MPC with model estimated from data

Sometimes, the control engineer finds themselves in a situation in which no model of the process they have to control is available. This is often the case in industry, since plants may be complicated, and creating models from first principles is an expensive endeavour. If the task is regulation, .i.e., keep some output at a desired set point, a linear model is often sufficient. Indeed, the controller is doing all that it can to keep the process operating around the operating point, so a linear assumption may be valid despite the overall process being nonlinear.

In situations like these, we may be able to estimate a linear model from input-output data coming from the system during operation, i.e., through system identification. In this example, we will consider an industrial heating process, similar in nature to a hair dryer, controlled using linear MPC.

The data we will use for this identification comes from STADIUS's Identification Database, and they give the following description

Laboratory setup acting like a hair dryer. Air is fanned through a tube and heated at the inlet. The air temperature is measured by a thermocouple at the output. The input is the voltage over the heating device (a mesh of resistor wires).

More details around the system-identification part in this example is available in the extended tutorial System identification for an industrial dryer. The tutorial you are reading now will only give sparse details on the identification, and then move on to the control design.

This tutorial is also available in video form:

System identification

We start by downloading the data, reading it using readdlm and packaging the data into an iddata object:

using DelimitedFiles, Plots, Statistics, LinearAlgebra
using DyadControlSystems, ControlSystemIdentification
using DyadControlSystems.MPC

url = "https://ftp.esat.kuleuven.be/pub/SISTA/data/mechanical/dryer.dat.gz"
zipfilename = "/tmp/dryer.dat.gz"
path = Base.download(url, zipfilename)
run(`gunzip -f $path`)
data = readdlm(path[1:end-3])
Ts = 0.08
u = data[:, 1]' # voltage
y = data[:, 2]' # air temp
d = iddata(y, u, Ts)

plot(plot(d), coherenceplot(d))

The figures above show the data available for identification, as well as the estimated coherence function.^[coherence]

To get a feeling for the dynamics of the process, we estimate an plot its impulse response. Before doing this, we save the mean input and then detrend the data, i.e., remove the operating point around which the process is operating.

u0 = mean(u, dims = 2)[:]
d = detrend(d)
impulseestplot(d, 40, σ = 3)

The system appears to have a couple of samples input delay, this must be handled in one way or another, we choose to handle it explicitly by specifying the input delay when we estimate the model below.

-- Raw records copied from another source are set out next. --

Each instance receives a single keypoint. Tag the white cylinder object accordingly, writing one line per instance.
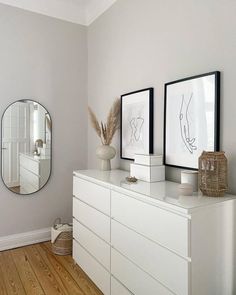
(191, 177)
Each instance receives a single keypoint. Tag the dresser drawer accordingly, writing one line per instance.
(92, 268)
(136, 280)
(117, 288)
(29, 164)
(93, 219)
(165, 266)
(161, 226)
(92, 194)
(92, 243)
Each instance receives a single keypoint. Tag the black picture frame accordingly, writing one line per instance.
(123, 123)
(216, 121)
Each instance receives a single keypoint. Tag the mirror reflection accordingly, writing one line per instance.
(26, 146)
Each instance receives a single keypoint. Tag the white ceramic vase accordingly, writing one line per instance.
(105, 153)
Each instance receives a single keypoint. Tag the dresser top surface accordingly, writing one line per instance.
(34, 157)
(164, 191)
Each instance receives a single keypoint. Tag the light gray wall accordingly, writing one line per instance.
(138, 44)
(45, 59)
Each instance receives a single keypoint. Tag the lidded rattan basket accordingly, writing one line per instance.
(213, 174)
(62, 238)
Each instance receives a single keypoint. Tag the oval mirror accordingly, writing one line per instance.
(26, 146)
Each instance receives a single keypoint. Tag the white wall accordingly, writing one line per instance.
(45, 59)
(138, 44)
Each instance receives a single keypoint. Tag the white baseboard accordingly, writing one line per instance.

In this case, we fit the model using all available training data. See the system-identification tutorial mentioned above for more details on how to split up data for training and validation, a good practice for model selection.

We estimate a model using the arx routine, and specify that we want two free parameters in both numerator and denominator

model_arx = arx(d, 2, 2, inputdelay = 3)

TransferFunction{Discrete{Float64}, ControlSystemsBase.SisoRational{Float64}}
     0.06551795934506961z + 0.043826000210192124
------------------------------------------------------
1.0z^4 - 1.2887298646631014z^3 + 0.4066586853805532z^2

Sample Time: 0.08 (seconds)
Discrete-time transfer function model

This gave us a discrete-time transfer function, we will later convert this to a statespace model using the ss function before we use it for MPC design.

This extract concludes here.